The Tegner activity scale is widely reported in the orthopedic literature as an outcomes measure for various conditions of the knee.7,12,14 In studies validating the score for meniscus injuries and anterior cruciate ligament (ACL) injuries, the score shows adequate responsiveness; however, the level of change is not of the same magnitude as seen in scores of 0 to 100. On a 0- to 10-point scale, this scale may not show enough change to evaluate a large group of mixed patients over long periods. Furthermore, although model fitting suggested a quadratic element to the Tegner curves, the curves look grossly “flat,” and the relationships, given the plots, change very little over time.
While the Tegner score profiles remain relatively flat over time, the profiles of the Lysholm score demonstrate a consistent pattern. There is an apparent steep increase in the Lysholm score over the first 1 to 2 years followed by a slow decline over time. This decrease in Lysholm scores over time was previously published. Mithoefer et al. showed a decrease in knee function after 2 years; however, overall postoperative function remained improved.10 Steadman et al. suggest that deterioration in knee function may be due to inadequate cartilage fill at second-look arthroscopy.12 Our data showed that at the latest follow-up points, Lysholm scores appear to remain above the preoperative baseline scores.
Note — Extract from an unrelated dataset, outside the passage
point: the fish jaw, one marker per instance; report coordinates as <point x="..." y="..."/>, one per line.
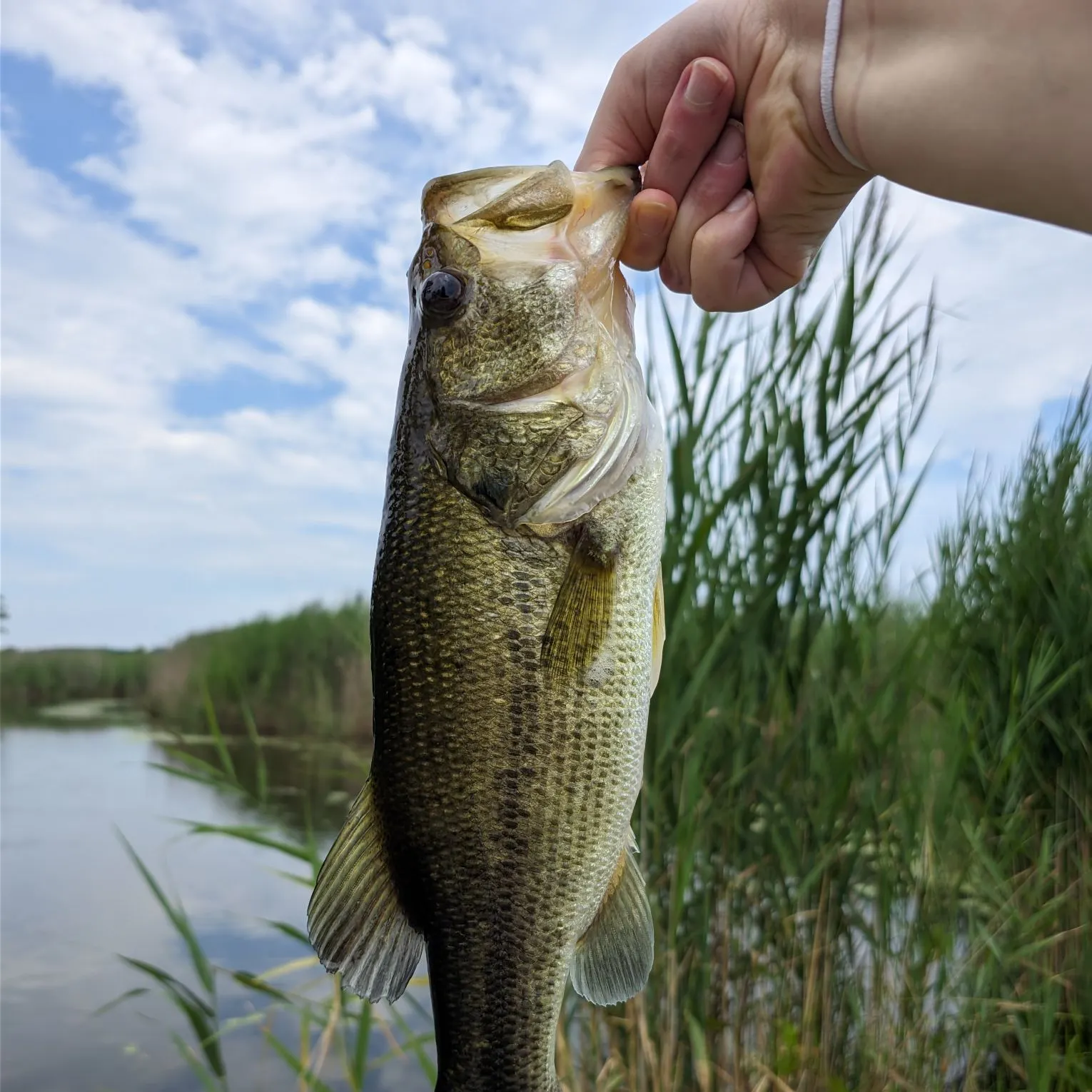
<point x="540" y="410"/>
Overall, this study showed that the improvement in Lysholm score is not different by gender or type of lesion. However, if patients are grouped by age over 45 years and under, then the Lysholm score was better for younger patients with traumatic lesions.
Footnotes
One or more of the authors has received research funding from Smith & Nephew, Arthrex, Ossur, and/or Siemens.
The authors received no financial support for the research and/or authorship of this article.